Increased immigration levels can help soften the effects of an aging population on the Canadian economy, a new report shows.
However, the Conference Board of Canada report reveals that increased immigration alone will not completely offset the effects of aging demographics.
“Immigration provides an important source of labour and helps Canada generate stronger long-term economic growth. However, increasing immigration alone will not reverse Canada’s aging trend,” said Matthew Stewart the Associate Director, National Forecast at The Conference Board of Canada. “In order to fully address the significant cost strains on the Canadian system from an aging population, policy makers must also consider other solutions.”
Currently, Canadians aged 65 and over make up about 16 per cent of Canada’s total population. Over the next 20 years, this figure will rise to over 24 per cent. As baby boomers leave the workforce, Canada’s labour supply growth will be limited and economic growth will be constrained. All else being equal, this will result in economic growth slowing from the already modest current trend of 2 per cent to around 1.6 per cent by 2050.
Increased immigration levels would help boost Canada’s labour force and generate stronger long-term economic growth.
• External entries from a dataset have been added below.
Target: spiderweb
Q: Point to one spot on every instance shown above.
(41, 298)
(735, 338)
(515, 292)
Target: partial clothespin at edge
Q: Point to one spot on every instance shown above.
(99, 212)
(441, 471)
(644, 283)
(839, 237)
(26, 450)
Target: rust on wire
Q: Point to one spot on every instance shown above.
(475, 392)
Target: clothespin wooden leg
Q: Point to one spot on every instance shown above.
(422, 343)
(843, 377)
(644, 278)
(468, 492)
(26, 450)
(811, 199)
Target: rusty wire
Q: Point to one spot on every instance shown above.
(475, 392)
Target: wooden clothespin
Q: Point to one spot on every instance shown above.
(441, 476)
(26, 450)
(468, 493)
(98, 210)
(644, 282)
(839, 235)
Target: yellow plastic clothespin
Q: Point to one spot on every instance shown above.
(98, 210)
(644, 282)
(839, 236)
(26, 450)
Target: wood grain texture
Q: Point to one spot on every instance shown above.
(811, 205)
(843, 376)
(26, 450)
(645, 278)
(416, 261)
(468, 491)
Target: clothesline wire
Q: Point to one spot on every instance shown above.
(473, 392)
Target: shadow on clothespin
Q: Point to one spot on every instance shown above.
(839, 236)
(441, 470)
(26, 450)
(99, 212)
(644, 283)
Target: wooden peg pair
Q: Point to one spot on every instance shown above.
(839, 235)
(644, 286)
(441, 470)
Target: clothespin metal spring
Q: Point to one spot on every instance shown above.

But, higher immigration levels only soften the cost strains on the Canadian system, implying that Canada needs to consider other solutions to fully address the impact of an aging population.
In addition to the impact on the labour market, an aging population will also put a major strain on healthcare and Canada’s retirement income support systems. Without significant changes to how healthcare is delivered in Canada over the next 20 to 30 years, the share of government revenues directed to health care is expected to rise from 37 per cent today to 44 per cent. With the provinces already struggling with large deficits, this added burden would be unsustainable.
The Conference Board of Canada’s report, A Long-Term View of Canada’s Demographics: Is Higher Migration Part of the Response to Canada’s Aging Population?, finds that if immigration levels were to increase steadily to reach 407,000 immigrants per year by 2030 and was to target younger immigrants, then Canada’s trend pace of economic growth would improve to 2.3 per cent by 2050.
However, the proportion of the Canadian population aged 65 and over would still rise to about 20 per cent. The share of provincial government revenue spent on health care would remain at or close to the 44 per cent mark.
Some improvements in the share of provincial revenues required to fund health care would be realised, but not until 2060. In the meantime, spending on Old Age Security (OAS) would drop from 12 per cent to below 10 per cent.